There was an interesting profile of the author recently published in New Yorker magazine (April 25, 2011, p. 54-65). For me it made the book even richer by having first read the profile, to understand the interests, motivations, and background of the author. If you are interested in reading this book, you may enjoy reading the New Yorker profile first.

The whole article is online and you can read it here. Normally I’m not especially interested in the author and like to judge a book on its own merits but I did find this interesting especially the fact that wrote his first words at the age of two, on an Underwood typewriter. I was easily five before I got anywhere near my dad’s typewriter.

I expected to find some people who absolutely ate up everything Eagleman has to say and also those who were more cautious in what they chose to praise but this is a hard book to dislike and I certainly didn’t hate it. Probably the harshest opinion was one, again on Amazon, where the reviewer wrote the whole thing in capitals. This is the salient bit: “THE BOTTOM LINE IS THAT THIS IS A DANGEROUS BOOK WRTTTEN IN A FRIENDLY WAY; BUT REMEMEBER IT IS ONLY ONE VIEW OF HOW THE HUMAN BRAIN WORKS.(sic)”

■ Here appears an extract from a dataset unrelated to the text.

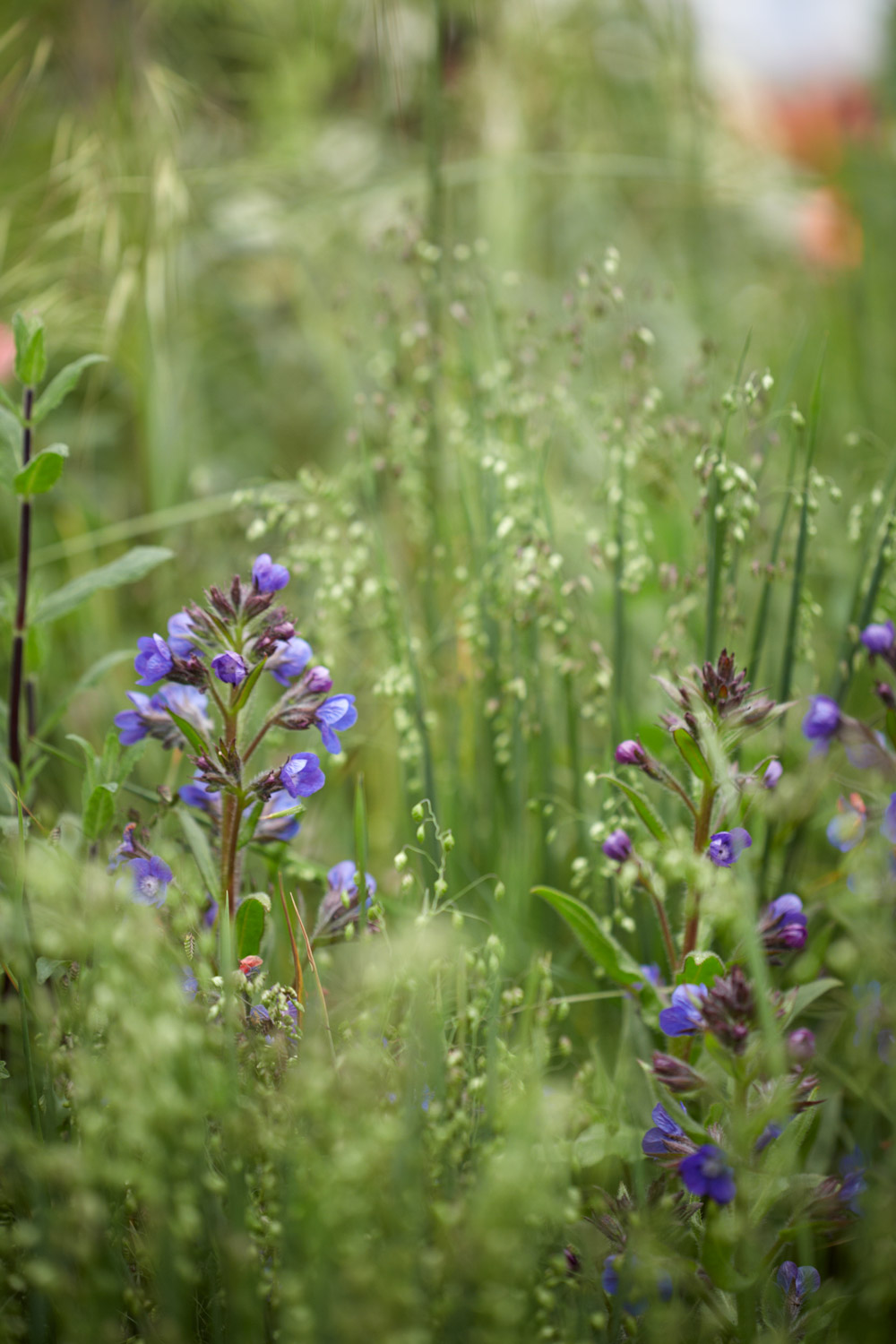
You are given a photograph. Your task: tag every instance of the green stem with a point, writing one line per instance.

If it comes to that this is a claim that could be levelled against so much literature in so many fields in the past from Freud on although I’m not sure how friendly Freud’s writing style was. If this review has piqued your interest, buy it, read it, make your own mind up or, if Eagleman is right (I really should be addressing all of this to your brain); he’s the one in charge anyway and has probably already made your mind up for you.

You can read an extract from the book here.

Let me leave you with a video of the author talking:

There’s also a video profile on the PBS site here but you can’t view it in the UK. There's also an audio podcast here and a radio interview here.


eaglemanDavid Eagleman grew up in New Mexico to a physician father and biology teacher mother, where he attended the Albuquerque Academy. An early experience of falling from a roof raised his interest in understanding the neural basis of time perception. As an undergraduate he majored in British and American Literature at Rice University, with his junior year abroad at Oxford University, graduating in 1993. He earned his PhD in Neuroscience at Baylor College of Medicine in 1998, followed by a postdoctoral fellowship at the Salk Institute. He serves on the editorial boards of the scientific journals PLoS One and Journal of Vision. He directs a neuroscience research laboratory at Baylor College of Medicine. Eagleman sits on several boards of arts organizations, and is the youngest member of the board of the Long Now Foundation. In 2011 he was named a Guggenheim Fellow. Eagleman has written several neuroscience books—including Unsolved Mysteries of the Brain; Dethronement: The Hidden Hegemony of the Unconscious Brain; The Dynamically Reorganizing Brain; Wednesday is Indigo Blue: Discovering the Brain of Synaesthesia, and a book of fiction titled Sum: Tales from the Afterlives.